The Other Man
Running time 90 minutes
Written and directed by Richard Eyre
Starring Liam Neeson, Laura Linney, Antonio Banderas, Romola Garai
Despite the gimlet eye of Richard Eyre, former director of England’s Royal National Theatre, and the top-echelon talents of an impressive cast, a dreary, disabled disaster called The Other Man drops dead at the starting gate. It’s been around for a few years, and the dust shows. Dissecting a case of unhealthy obsession with the same carefully wielded scalpel he used on Judi Dench as the predatory teacher in the far superior Notes on a Scandal, Mr. Eyre now tells the tale of Peter (Liam Neeson), the CEO of a successful software company, and his beautiful wife, Lisa (Laura Linney), a famous shoe designer, who mysteriously disappears after 25 years of marriage. Driven mad with jealousy and suspicion, Peter rummages through the personal files in his wife’s laptop and traces love letters from a man named Ralph (Antonio Banderas) to an email address in Italy. Peter tracks Ralph to Milan with the intent to kill, but instead engages the slick charmer in a series of metaphysical chess games, sending him false emails from Lisa’s computer, then ends up lending Ralph the money to fly to the glamorous Villa d’Este on Lake Como for a romantic weekend that proves to be anything but. In the ponderous events that follow, everyone hides a terrible secret, and with a stylized combination of Alfred Hitchcock and The Talented Mr. Ripley, Mr. Eyre piles on the twists and turns of dark obsession with an emotional intensity that seems deliberate and phony. The wild goose chase before we find out what really happened to Lisa just ain’t worth the effort. [Ed. note: Spoiler Alert!] Wouldn’t you know Ms. Linney is secretly dying of cancer? The embellishments and falsehoods of her illness, Peter’s unspoken love and Ralph’s pretense of being a rich international playboy (he is really only a janitor) add up to a movie that looks like a disarmingly simple love triangle, but gets bogged down in close-ups, dream sequences, snapshot montages of the past and confusing transitions that leave the viewer feeling manipulated for no reason.

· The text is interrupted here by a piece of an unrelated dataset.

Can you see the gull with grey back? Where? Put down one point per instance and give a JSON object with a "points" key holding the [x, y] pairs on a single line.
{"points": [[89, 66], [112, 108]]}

Mr. Neeson and Ms. Linney rarely make a false move; Mr. Banderas gives a surprising performance as a bogus Latin Lothario who lives by his wits, recalling a young Marcello Mastroianni in his salad days; and once again, I have been electrified by Romola Garai, as Peter’s estranged but concerned daughter and the voice of reason, fearing for her father’s sanity. What a beautiful and accomplished actress, and what a range! You might remember her as the younger sister who wrecked so many lives in Atonement; she stole every scene. She does the same thing here, leaving everyone around her without a compass. Under the strain, the actors work up a sweat to sustain interest, but their involvement in their roles is only skin deep. The themes of desire, loss, forgiveness and adultery, both real and imagined, are framed without tension, leaving a fine cast to play cardboard figures in a board game. If they don’t care how it all comes out, why should we?